His recent piece suggests that democracy is under assault from the Left - a position fellow liberal Jon Chait has engaged in frequently. This assault comes from the idea of "no platform," whereby colleges refuse to allow certain speakers on campus. Zakaria's point is that the free exchange of ideas is important both to education and democracy. Once you start limiting the opinions that people are exposed to, you erode democracy.

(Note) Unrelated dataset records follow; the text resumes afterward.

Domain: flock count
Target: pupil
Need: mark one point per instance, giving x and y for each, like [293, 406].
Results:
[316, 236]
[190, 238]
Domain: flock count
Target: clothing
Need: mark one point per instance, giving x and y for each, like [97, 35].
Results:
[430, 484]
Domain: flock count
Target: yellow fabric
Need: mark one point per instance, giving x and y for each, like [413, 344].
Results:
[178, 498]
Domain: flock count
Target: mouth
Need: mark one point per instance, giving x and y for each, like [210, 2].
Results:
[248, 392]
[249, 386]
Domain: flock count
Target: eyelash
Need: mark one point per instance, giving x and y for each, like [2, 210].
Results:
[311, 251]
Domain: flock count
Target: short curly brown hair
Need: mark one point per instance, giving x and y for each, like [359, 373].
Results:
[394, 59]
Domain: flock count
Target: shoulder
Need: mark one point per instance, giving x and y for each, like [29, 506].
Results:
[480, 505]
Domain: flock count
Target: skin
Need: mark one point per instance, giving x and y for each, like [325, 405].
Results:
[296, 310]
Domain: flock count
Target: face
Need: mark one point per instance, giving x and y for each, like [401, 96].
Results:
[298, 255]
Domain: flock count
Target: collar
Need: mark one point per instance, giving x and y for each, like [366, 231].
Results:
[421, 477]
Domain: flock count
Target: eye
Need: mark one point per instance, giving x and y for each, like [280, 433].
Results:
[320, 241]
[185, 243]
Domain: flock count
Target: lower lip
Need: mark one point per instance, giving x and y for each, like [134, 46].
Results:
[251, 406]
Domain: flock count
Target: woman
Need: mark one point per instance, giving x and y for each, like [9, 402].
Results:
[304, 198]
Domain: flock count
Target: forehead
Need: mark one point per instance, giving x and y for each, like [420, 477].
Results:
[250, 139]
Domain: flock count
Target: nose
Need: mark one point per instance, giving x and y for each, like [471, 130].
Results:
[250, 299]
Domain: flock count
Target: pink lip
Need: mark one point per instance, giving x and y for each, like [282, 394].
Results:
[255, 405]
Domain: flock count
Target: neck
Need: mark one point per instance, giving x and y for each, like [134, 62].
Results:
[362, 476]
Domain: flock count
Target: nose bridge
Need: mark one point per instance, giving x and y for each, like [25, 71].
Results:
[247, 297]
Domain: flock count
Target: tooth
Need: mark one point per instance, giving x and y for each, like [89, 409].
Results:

So, let's look at the sort of people who Zakaria says have been silenced. Let's take three as a group: Steve Bannon, Milo Yannopolous and Charles Murray. First, Zakaria artfully leaves off Milo, because he's simply a troll. His entire schtick is to say inflammatory things so that people react and then he can point and laugh at them. He is not engaged in a debate about ideas, but rather he is simply trying to outrage people. Of course, wouldn't that be covered in an absolute commitment to free exchange? Murray and Bannon are racists. Murray's work on IQ and other issues (The Bell Curve is the most obvious example) suggests that African Americans are inferior to whites. Steve Bannon is trying to create a political movement around this idea.
Most schools - and I swear, I just left a faculty meeting where we discussed this - have explicit statements whereby they commit to diverse communities. As our statement says, this is a moral and pragmatic commitment. There is no place in our community for those who would try and do exactly what Steve Bannon hopes to do: divide people on the basis of race in order to gain power. Why - if we won't accept that sort of behavior from students - should we pay a hefty fee to bring Steve Bannon on campus to promulgate exactly the sort of ideas that we are trying to weed out of our students? Educational pluralism does require that we grapple with different opinions, but does that include white supremacy?
There was another example that Zakaria cites, and I will admit it's more troubling: Condoleeza Rice. Rice is problematic for her role in starting a war that destabilized the Middle East and led to hundreds of thousands of deaths. Condoleeza Rice could plausibly be accused of being a war criminal. However, her ideas are not entirely toxic to educational values. Rice's problem was incompetence and ideological blindness. The idea of overthrowing a tyrant and implanting democracy in Iraq isn't an evil idea - naive, half-baked and dangerous when done wrong - but it isn't white supremacy.
Classrooms should be places where students grapple with difficult and challenging ideas. But do we really need to "grapple" with racism? Is that a value system we need to assess for merit? Do science classes need to wrestle with the creation myth in Genesis?